De identiteit van Gereformeerde kerk, Nederland, ca. 1960.

Waaruit bestaat hun Protestantse geloof?

De Gereformeerde Kerk in Nederland rond 1960 had een duidelijke identiteit die voortkwam uit haar gereformeerde wortels, een stroming binnen het protestantse christendom die sterk verbonden is met het calvinisme.

In deze periode waren er enkele kenmerkende elementen die de geloofsinhoud en kerkelijke praktijk van de Gereformeerde Kerk bepaalden.

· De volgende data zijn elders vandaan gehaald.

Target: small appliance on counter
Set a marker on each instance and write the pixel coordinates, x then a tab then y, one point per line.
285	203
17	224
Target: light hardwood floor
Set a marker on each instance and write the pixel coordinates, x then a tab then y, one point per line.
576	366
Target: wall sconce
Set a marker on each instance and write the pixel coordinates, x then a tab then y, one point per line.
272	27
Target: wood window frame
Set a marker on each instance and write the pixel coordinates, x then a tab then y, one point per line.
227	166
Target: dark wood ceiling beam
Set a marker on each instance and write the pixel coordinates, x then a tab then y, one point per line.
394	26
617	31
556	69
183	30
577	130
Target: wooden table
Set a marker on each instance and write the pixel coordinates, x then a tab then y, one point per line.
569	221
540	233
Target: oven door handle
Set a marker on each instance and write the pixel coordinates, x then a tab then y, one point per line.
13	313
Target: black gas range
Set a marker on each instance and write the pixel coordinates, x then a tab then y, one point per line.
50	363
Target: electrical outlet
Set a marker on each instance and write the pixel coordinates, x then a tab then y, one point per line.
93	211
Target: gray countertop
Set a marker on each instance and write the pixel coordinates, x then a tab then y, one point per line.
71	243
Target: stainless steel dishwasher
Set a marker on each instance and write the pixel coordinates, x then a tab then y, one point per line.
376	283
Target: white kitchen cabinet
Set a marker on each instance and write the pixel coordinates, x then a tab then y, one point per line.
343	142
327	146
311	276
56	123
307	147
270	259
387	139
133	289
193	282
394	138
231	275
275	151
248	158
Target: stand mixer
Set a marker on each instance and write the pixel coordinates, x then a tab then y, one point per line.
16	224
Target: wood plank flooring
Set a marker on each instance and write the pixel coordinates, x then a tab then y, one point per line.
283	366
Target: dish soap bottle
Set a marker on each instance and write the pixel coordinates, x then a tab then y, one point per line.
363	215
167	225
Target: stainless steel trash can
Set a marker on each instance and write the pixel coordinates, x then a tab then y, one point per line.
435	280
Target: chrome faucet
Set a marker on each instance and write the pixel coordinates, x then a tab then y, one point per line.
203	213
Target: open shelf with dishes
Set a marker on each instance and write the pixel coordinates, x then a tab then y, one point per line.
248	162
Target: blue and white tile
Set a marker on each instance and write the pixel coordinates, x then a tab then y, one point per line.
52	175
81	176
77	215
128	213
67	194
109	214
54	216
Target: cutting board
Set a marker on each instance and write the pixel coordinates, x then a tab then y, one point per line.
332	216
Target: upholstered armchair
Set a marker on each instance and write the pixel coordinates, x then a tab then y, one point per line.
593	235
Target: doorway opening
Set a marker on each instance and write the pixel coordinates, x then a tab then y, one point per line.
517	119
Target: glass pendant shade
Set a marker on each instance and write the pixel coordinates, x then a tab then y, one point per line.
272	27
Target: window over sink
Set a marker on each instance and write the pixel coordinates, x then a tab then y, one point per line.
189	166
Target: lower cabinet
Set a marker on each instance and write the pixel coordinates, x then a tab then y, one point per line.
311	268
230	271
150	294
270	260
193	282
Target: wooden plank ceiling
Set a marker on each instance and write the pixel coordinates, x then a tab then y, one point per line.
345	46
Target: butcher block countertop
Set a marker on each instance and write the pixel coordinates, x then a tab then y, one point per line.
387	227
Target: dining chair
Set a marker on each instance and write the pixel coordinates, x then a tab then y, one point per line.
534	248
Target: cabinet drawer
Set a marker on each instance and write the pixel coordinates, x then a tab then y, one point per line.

Hier is een overzicht van de belangrijkste kenmerken:

1. Calvinistische Theologie

De Gereformeerde Kerk was sterk beïnvloed door het denken van Johannes Calvijn, een van de belangrijkste hervormers uit de 16e eeuw.
Zijn leer lag aan de basis van de gereformeerde theologie, die draaide om enkele kernbegrippen:

2. Zondagsviering en Kerkdiscipline

De zondagsviering was centraal in het leven van de Gereformeerde Kerk, met de nadruk op het houden van de rustdag zoals geboden in de Tien Geboden.

De zondag werd vaak "de dag des Heren" genoemd, en het bezoeken van zowel de ochtend- als de avonddienst was een belangrijk onderdeel van het kerkelijk leven.

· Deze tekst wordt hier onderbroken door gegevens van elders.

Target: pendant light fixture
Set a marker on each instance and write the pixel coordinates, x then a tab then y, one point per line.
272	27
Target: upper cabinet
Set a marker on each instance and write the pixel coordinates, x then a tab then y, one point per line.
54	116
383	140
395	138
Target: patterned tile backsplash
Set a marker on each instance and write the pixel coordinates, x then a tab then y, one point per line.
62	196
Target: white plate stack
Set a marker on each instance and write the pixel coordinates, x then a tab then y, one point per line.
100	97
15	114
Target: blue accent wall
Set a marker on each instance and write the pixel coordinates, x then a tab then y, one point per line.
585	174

Naast de eredienst werd er sterk toegezien op kerkelijke discipline en persoonlijke vroomheid. Het naleven van bijbelse regels en morele zuiverheid waren essentieel.

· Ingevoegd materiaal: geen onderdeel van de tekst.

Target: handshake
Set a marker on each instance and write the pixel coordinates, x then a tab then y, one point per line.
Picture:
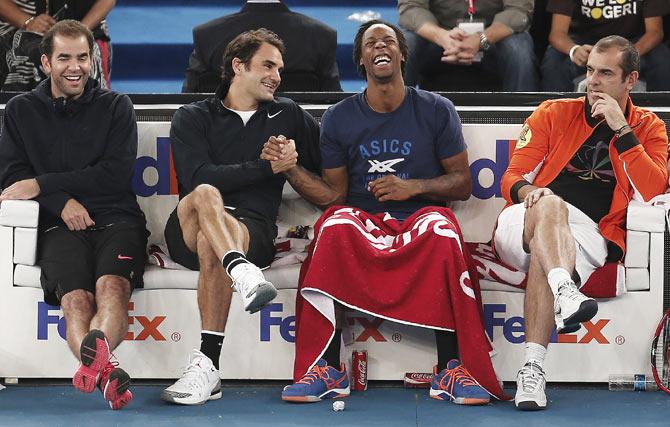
281	154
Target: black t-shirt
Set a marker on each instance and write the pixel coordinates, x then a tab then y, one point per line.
595	19
587	182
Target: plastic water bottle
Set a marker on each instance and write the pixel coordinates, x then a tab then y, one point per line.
632	382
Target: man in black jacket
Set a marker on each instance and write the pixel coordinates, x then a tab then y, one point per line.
71	146
224	224
311	48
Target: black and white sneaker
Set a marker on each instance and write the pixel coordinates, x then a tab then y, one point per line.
199	383
530	385
256	292
572	307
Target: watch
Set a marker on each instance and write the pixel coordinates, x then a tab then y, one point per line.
484	44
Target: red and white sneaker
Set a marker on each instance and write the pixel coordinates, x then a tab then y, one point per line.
94	356
113	385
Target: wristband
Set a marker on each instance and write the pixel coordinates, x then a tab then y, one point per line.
619	131
28	21
572	51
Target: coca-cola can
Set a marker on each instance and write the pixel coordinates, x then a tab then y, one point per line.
359	370
417	380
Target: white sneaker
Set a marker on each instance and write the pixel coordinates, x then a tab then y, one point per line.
249	282
530	385
199	383
572	307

3. Catechese en Belijdenisgeschriften

De Gereformeerde Kerk hechtte veel waarde aan onderwijs in het geloof, vooral aan jongeren.

Catechisatie (geloofsonderwijs) was verplicht, waarbij kinderen en jongeren systematisch werden onderwezen in de basis van de gereformeerde leer.

Dit onderwijs was vaak gebaseerd op de volgende belijdenisgeschriften:

Deze documenten vormden het fundament voor de gereformeerde geloofsopvatting en speelden een belangrijke rol in de geloofsopvoeding.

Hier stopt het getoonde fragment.